I write this from the edge of breakdown.
The past month has been a difficult one, draining in ways I did not realize were possible. I have pushed through, and done my best each day, but it has been hard. I have read articles about burnout and fatigue, contemplated retiring to the countryside like a maiden from an Austen novel, but none of the solutions on offer seem to be enough.
Would that I could escape into the pages of my favorite book and live there for a season. I would not mind suffering all the troubles of my favorite main character, in exchange for the privilege of knowing the ending of this tale. In times like this, when the nights begin to lengthen and the days grow shorter, when ghosts gather in the corners and the neighbors lawns are festooned with gravestones, it is important to gather all the things we love around us. For me—for so many of us—these things are stories.
A good story enlightens us and leaves us breathless. It pulls the heart out from under our skin and exposes it to the air. It bleeds out the poisons just like some medieval surgeon. It leaves us enlivened.
In my exhaustion lately, I have been gathering my favorite stories closer than ever.
There is the novel about lesbian necromancers, which manages to be a romance, space adventure, and an ode to the country house murder mystery. It is gorgeously written, fantastically brutal, and absolutely heartwrenching. The sequel manages to be all that and more, with a splash of the literary thrown into its labyrinthine plotting.

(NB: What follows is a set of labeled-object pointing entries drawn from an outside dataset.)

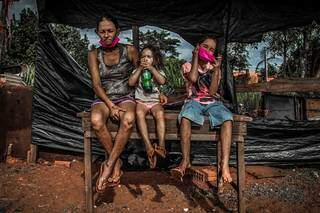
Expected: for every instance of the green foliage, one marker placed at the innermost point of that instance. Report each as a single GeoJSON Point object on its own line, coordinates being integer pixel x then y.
{"type": "Point", "coordinates": [28, 75]}
{"type": "Point", "coordinates": [249, 101]}
{"type": "Point", "coordinates": [70, 38]}
{"type": "Point", "coordinates": [238, 55]}
{"type": "Point", "coordinates": [167, 45]}
{"type": "Point", "coordinates": [24, 39]}
{"type": "Point", "coordinates": [290, 45]}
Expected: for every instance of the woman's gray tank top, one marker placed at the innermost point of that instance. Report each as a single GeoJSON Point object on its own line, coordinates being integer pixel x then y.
{"type": "Point", "coordinates": [114, 79]}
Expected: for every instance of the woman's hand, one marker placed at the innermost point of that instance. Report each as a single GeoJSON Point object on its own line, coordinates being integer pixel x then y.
{"type": "Point", "coordinates": [115, 112]}
{"type": "Point", "coordinates": [163, 99]}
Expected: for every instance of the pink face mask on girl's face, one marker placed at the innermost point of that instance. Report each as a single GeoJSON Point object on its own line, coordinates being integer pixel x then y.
{"type": "Point", "coordinates": [113, 44]}
{"type": "Point", "coordinates": [205, 55]}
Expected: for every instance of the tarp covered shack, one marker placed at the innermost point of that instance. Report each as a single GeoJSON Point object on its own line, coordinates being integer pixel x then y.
{"type": "Point", "coordinates": [62, 89]}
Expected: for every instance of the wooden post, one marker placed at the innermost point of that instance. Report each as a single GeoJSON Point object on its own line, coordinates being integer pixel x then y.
{"type": "Point", "coordinates": [240, 175]}
{"type": "Point", "coordinates": [32, 157]}
{"type": "Point", "coordinates": [88, 174]}
{"type": "Point", "coordinates": [218, 157]}
{"type": "Point", "coordinates": [135, 36]}
{"type": "Point", "coordinates": [266, 64]}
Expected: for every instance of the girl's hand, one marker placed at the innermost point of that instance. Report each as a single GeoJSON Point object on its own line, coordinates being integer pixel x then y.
{"type": "Point", "coordinates": [217, 63]}
{"type": "Point", "coordinates": [115, 112]}
{"type": "Point", "coordinates": [195, 52]}
{"type": "Point", "coordinates": [145, 64]}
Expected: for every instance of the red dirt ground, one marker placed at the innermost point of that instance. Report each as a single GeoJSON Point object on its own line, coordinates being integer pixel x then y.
{"type": "Point", "coordinates": [46, 187]}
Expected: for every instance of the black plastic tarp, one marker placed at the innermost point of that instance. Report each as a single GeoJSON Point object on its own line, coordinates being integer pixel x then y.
{"type": "Point", "coordinates": [246, 19]}
{"type": "Point", "coordinates": [62, 89]}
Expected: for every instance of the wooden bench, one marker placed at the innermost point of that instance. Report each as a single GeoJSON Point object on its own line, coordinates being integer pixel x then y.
{"type": "Point", "coordinates": [172, 133]}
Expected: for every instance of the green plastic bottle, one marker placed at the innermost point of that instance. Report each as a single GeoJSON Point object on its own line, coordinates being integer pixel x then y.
{"type": "Point", "coordinates": [147, 80]}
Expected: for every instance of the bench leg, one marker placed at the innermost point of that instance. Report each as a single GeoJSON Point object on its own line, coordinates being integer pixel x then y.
{"type": "Point", "coordinates": [88, 174]}
{"type": "Point", "coordinates": [240, 176]}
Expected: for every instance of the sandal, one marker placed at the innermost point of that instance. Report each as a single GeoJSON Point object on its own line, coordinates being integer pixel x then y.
{"type": "Point", "coordinates": [152, 159]}
{"type": "Point", "coordinates": [160, 150]}
{"type": "Point", "coordinates": [114, 181]}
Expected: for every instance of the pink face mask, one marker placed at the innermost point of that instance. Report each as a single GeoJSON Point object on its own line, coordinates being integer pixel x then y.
{"type": "Point", "coordinates": [205, 55]}
{"type": "Point", "coordinates": [113, 44]}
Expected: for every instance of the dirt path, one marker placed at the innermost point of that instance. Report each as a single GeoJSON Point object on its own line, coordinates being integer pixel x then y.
{"type": "Point", "coordinates": [53, 188]}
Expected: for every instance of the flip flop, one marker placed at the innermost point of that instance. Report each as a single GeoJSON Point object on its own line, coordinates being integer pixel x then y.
{"type": "Point", "coordinates": [178, 173]}
{"type": "Point", "coordinates": [152, 159]}
{"type": "Point", "coordinates": [160, 150]}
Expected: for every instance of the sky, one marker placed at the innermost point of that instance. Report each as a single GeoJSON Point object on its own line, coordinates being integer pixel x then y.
{"type": "Point", "coordinates": [185, 49]}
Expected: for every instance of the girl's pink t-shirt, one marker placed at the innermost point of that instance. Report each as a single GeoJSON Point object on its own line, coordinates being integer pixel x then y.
{"type": "Point", "coordinates": [199, 91]}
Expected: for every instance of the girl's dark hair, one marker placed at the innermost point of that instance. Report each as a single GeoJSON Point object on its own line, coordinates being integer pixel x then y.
{"type": "Point", "coordinates": [208, 37]}
{"type": "Point", "coordinates": [213, 38]}
{"type": "Point", "coordinates": [157, 56]}
{"type": "Point", "coordinates": [108, 17]}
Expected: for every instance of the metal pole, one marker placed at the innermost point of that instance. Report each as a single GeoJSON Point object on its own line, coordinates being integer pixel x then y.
{"type": "Point", "coordinates": [135, 36]}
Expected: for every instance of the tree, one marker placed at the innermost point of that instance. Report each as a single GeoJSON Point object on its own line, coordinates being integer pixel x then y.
{"type": "Point", "coordinates": [24, 39]}
{"type": "Point", "coordinates": [166, 44]}
{"type": "Point", "coordinates": [296, 46]}
{"type": "Point", "coordinates": [238, 55]}
{"type": "Point", "coordinates": [70, 38]}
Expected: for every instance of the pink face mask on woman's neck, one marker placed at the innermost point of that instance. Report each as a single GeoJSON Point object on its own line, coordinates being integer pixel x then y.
{"type": "Point", "coordinates": [112, 45]}
{"type": "Point", "coordinates": [205, 55]}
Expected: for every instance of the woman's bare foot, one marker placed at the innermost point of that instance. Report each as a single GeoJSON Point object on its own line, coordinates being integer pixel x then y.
{"type": "Point", "coordinates": [102, 181]}
{"type": "Point", "coordinates": [116, 172]}
{"type": "Point", "coordinates": [225, 174]}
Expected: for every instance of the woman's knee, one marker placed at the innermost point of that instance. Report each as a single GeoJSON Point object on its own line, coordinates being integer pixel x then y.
{"type": "Point", "coordinates": [97, 122]}
{"type": "Point", "coordinates": [159, 114]}
{"type": "Point", "coordinates": [128, 120]}
{"type": "Point", "coordinates": [140, 114]}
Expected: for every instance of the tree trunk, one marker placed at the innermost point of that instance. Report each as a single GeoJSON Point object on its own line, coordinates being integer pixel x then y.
{"type": "Point", "coordinates": [306, 47]}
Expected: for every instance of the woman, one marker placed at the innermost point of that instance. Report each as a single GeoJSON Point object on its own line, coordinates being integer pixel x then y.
{"type": "Point", "coordinates": [110, 64]}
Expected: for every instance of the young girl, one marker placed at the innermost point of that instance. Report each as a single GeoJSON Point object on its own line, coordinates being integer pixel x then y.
{"type": "Point", "coordinates": [202, 76]}
{"type": "Point", "coordinates": [148, 99]}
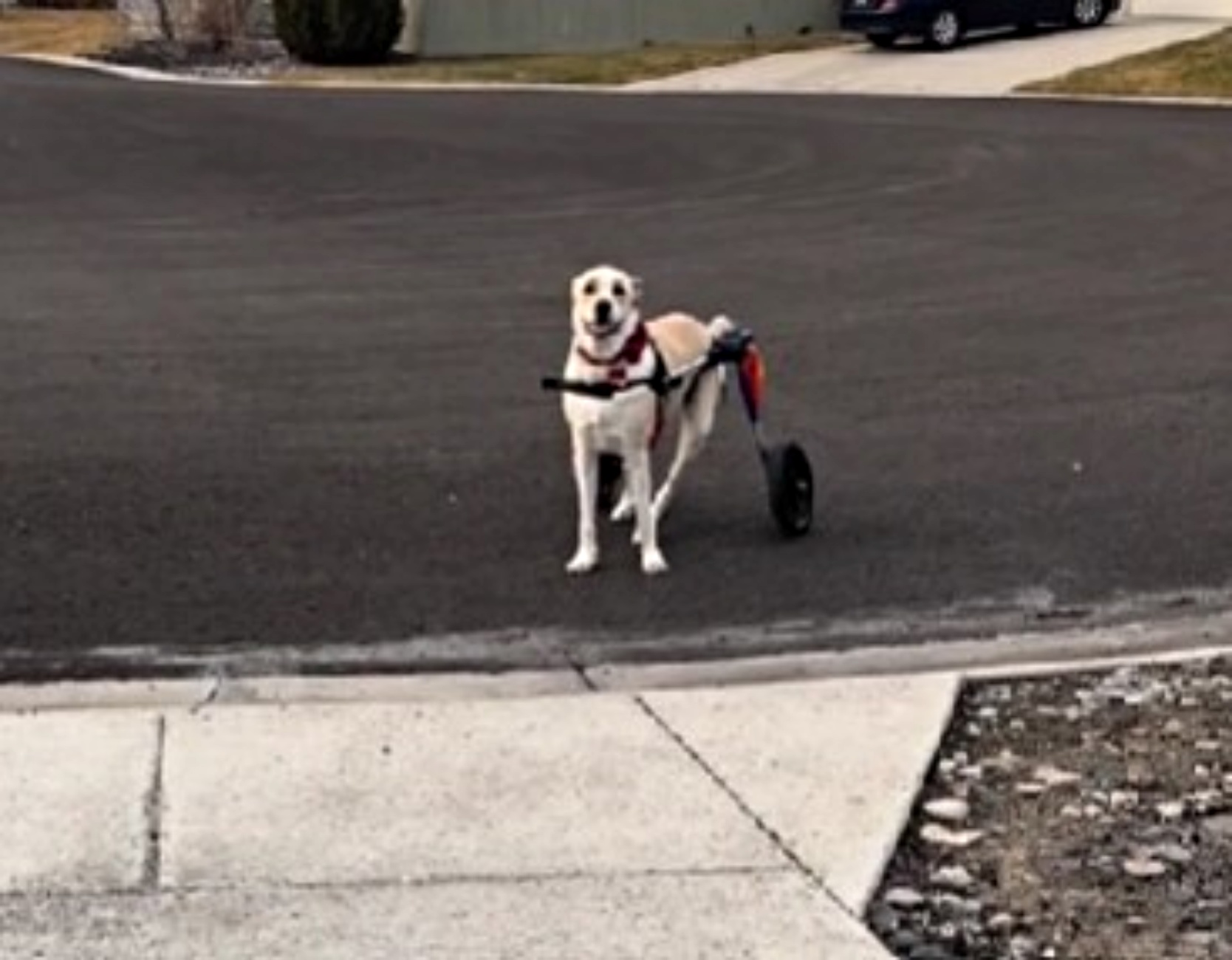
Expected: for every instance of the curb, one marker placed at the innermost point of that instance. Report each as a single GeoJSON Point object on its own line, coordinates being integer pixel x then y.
{"type": "Point", "coordinates": [636, 88]}
{"type": "Point", "coordinates": [144, 74]}
{"type": "Point", "coordinates": [1005, 657]}
{"type": "Point", "coordinates": [1128, 99]}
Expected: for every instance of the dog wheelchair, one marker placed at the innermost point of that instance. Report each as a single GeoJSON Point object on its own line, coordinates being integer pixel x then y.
{"type": "Point", "coordinates": [787, 470]}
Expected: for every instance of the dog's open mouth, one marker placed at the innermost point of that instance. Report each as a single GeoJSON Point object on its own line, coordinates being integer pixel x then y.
{"type": "Point", "coordinates": [603, 331]}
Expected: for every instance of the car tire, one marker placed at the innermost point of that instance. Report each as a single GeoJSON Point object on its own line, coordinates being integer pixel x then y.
{"type": "Point", "coordinates": [944, 30]}
{"type": "Point", "coordinates": [1084, 14]}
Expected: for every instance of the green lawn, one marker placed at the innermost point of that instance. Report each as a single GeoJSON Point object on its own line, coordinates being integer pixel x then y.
{"type": "Point", "coordinates": [1194, 68]}
{"type": "Point", "coordinates": [604, 69]}
{"type": "Point", "coordinates": [63, 32]}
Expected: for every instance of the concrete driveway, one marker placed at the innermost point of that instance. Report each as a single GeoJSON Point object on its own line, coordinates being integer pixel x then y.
{"type": "Point", "coordinates": [985, 66]}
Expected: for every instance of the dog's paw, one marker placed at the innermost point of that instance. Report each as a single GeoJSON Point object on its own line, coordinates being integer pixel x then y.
{"type": "Point", "coordinates": [623, 510]}
{"type": "Point", "coordinates": [584, 561]}
{"type": "Point", "coordinates": [653, 563]}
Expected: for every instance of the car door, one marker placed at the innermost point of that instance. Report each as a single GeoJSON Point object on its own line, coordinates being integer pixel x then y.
{"type": "Point", "coordinates": [993, 14]}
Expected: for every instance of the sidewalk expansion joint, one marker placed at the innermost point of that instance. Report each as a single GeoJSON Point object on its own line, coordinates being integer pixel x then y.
{"type": "Point", "coordinates": [770, 833]}
{"type": "Point", "coordinates": [151, 867]}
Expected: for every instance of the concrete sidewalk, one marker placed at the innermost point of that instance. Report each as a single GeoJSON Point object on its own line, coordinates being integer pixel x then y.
{"type": "Point", "coordinates": [982, 68]}
{"type": "Point", "coordinates": [708, 823]}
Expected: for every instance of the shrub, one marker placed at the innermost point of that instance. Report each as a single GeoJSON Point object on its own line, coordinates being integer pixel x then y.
{"type": "Point", "coordinates": [337, 32]}
{"type": "Point", "coordinates": [222, 24]}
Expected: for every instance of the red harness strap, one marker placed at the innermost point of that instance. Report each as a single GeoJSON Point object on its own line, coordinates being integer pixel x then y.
{"type": "Point", "coordinates": [617, 368]}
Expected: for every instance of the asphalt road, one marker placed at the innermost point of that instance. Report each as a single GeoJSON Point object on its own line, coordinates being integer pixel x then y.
{"type": "Point", "coordinates": [269, 360]}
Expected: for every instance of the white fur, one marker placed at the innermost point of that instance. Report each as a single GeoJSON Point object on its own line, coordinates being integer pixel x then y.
{"type": "Point", "coordinates": [625, 424]}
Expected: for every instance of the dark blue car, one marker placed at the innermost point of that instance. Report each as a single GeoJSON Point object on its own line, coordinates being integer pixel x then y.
{"type": "Point", "coordinates": [942, 24]}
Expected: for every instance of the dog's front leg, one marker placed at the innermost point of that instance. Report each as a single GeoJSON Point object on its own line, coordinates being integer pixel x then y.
{"type": "Point", "coordinates": [586, 476]}
{"type": "Point", "coordinates": [637, 473]}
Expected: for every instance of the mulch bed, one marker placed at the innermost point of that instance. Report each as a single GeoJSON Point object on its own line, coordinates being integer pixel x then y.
{"type": "Point", "coordinates": [1078, 817]}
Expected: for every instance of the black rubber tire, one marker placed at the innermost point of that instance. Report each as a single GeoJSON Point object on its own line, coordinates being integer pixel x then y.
{"type": "Point", "coordinates": [790, 484]}
{"type": "Point", "coordinates": [937, 36]}
{"type": "Point", "coordinates": [1080, 21]}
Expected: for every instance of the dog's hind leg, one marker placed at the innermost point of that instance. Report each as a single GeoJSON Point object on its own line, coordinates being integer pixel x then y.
{"type": "Point", "coordinates": [637, 476]}
{"type": "Point", "coordinates": [695, 428]}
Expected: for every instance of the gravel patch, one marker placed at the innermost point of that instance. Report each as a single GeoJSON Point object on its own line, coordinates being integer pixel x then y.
{"type": "Point", "coordinates": [250, 59]}
{"type": "Point", "coordinates": [1078, 817]}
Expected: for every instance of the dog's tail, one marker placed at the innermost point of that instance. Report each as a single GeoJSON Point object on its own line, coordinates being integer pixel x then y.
{"type": "Point", "coordinates": [719, 326]}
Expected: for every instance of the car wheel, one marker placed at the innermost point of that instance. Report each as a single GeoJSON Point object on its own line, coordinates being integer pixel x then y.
{"type": "Point", "coordinates": [944, 31]}
{"type": "Point", "coordinates": [1088, 13]}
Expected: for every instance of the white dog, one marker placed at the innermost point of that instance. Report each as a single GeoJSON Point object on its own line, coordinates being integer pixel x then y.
{"type": "Point", "coordinates": [614, 344]}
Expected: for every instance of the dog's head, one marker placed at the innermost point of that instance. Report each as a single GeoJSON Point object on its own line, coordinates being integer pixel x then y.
{"type": "Point", "coordinates": [605, 304]}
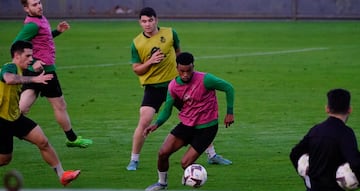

There is the new age fairy tale, in which a star falls to earth and eventually in love. But along the way timelines are stretched and turned inside and out, the past comes into the present, and myths of true love and eternal life are deconstructed.
There is the pastiche, a novel of the stories that hide within footnotes. It is the tale of two mismatched magicians in a land that is losing its magic, who manage to unravel centuries-old secrets and uncover new mysteries at the same time.
There is the story of the son of a god who does not know he is divine, but who believes he is cursed until he gets caught in the machinations of a god as old as the land itself. Filled with dark tales, it is a portrait of how a land can contain both beauty and horror, lurking right beneath the surface.
And there is the epic tale, the ode to romance that divides the heavens, which is the story of a pair of destined souls, brought closer through life and death. They must fight for each other and win out in the end, though the entire establishment fights against them and believes them to be forsaken. And they get their happy ending at last.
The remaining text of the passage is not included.